Vanilla planifolia has been propagated clonally through cuttings rather than from seeds and selective breeding. As of 2023 there is only one patented cultivar, "Handa", and very few other named cultivars. The most important of these cultivars for commercial growing are the "Mansa" types. There are also two variegated cultivars sold for ornamental gardening. Though there are five known attempted introductions to Reunion Island between 1793 and 1875, only the 1822 introduction was successful. It is likely that almost all the vanilla grown in the areas surrounding the Indian Ocean are descended from this one introduction and this is supported by modern genetic research. Vanilla as a crop could be threatened by this genetic bottleneck and the subsequent buildup of negative mutations.

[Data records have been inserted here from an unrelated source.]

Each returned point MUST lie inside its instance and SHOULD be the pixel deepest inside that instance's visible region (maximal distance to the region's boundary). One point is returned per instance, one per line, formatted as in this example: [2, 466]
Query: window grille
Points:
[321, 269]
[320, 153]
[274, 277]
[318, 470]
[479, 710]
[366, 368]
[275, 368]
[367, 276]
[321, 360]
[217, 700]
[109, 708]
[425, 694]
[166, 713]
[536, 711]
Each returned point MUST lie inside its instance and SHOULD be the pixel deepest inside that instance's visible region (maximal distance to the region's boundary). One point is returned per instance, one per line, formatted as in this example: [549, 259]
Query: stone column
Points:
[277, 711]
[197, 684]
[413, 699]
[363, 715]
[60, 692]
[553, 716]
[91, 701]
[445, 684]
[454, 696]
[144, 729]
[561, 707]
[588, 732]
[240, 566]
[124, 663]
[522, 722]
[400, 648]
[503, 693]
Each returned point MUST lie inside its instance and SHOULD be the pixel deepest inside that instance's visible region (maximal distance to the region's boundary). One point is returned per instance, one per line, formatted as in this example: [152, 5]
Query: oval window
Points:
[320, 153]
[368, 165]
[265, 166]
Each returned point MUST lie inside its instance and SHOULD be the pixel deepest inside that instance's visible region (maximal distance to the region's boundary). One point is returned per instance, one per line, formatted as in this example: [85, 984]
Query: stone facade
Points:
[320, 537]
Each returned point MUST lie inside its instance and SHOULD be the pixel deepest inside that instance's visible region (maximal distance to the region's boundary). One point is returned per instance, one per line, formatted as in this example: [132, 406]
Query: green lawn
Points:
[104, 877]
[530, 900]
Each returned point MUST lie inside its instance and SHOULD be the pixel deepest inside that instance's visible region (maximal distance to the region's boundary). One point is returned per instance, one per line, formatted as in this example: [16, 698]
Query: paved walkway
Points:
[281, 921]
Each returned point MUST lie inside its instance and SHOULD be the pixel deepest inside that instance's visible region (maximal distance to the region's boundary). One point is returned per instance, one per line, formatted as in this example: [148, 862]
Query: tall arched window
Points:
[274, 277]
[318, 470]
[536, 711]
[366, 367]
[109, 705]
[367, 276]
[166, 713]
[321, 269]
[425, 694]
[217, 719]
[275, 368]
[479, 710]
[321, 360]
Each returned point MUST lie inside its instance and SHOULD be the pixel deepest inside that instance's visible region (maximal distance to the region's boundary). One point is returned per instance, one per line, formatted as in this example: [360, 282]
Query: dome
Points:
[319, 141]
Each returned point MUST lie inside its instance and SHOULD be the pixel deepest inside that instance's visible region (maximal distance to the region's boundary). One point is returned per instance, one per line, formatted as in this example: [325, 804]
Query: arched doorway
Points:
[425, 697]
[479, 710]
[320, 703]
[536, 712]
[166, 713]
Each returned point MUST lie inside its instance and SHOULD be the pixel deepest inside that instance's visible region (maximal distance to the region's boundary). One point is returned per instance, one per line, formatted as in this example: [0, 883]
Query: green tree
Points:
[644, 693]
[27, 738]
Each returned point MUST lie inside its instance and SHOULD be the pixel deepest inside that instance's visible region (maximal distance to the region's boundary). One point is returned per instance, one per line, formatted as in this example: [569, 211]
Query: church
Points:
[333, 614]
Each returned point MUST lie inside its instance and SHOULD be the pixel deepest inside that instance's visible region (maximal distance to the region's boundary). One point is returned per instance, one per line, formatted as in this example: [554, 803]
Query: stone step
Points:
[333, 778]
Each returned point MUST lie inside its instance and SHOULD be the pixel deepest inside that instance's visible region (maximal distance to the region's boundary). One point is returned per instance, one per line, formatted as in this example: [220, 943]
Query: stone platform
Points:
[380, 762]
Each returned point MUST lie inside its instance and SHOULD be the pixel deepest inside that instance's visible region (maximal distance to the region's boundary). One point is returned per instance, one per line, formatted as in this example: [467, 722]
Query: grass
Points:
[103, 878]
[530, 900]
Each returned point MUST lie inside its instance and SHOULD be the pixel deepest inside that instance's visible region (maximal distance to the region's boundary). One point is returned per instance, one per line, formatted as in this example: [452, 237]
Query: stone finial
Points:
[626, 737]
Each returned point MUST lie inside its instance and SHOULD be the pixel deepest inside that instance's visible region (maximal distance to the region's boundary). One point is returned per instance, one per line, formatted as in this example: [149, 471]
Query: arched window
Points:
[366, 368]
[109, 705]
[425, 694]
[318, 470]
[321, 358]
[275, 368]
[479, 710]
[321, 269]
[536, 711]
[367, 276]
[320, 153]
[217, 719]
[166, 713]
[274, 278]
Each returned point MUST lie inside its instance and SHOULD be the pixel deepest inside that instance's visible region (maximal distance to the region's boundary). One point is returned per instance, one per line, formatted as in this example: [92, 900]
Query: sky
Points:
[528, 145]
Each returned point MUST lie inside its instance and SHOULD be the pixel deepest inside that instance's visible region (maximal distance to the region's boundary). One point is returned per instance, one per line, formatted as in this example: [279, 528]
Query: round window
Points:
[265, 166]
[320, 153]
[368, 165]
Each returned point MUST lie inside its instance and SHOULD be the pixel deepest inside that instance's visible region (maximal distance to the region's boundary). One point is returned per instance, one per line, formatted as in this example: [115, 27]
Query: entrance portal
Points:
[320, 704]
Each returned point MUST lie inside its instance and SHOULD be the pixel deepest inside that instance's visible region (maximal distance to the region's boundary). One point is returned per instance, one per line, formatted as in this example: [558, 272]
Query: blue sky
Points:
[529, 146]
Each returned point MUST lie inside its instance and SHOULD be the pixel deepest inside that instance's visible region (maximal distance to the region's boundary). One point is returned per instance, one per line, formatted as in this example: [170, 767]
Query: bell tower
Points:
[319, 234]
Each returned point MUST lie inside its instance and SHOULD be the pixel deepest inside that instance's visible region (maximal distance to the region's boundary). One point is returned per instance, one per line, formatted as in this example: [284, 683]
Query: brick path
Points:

Because of the low rate of natural pollination, even in areas with pollinators, which are rare to nonexistent elsewhere, the flowers must be hand-pollinated when grown on farms. Once beans in a cluster turn yellow and ripe, the whole cluster is generally harvested and cured. Curing involves fermentation and drying of the pod to develop the characteristic vanilla flavor while minimizing the loss of essential oils. Vanilla extract is obtained from this portion of the plant.

It is cultivated and harvested primarily in Veracruz, Mexico, Tahiti, Indonesia, and Madagascar.

V. planifolia can be grown and harvested indoors as a houseplant or in a greenhouse, but it has very precise requirements for growing conditions. It is generally only attempted by experts in orchid cultivation.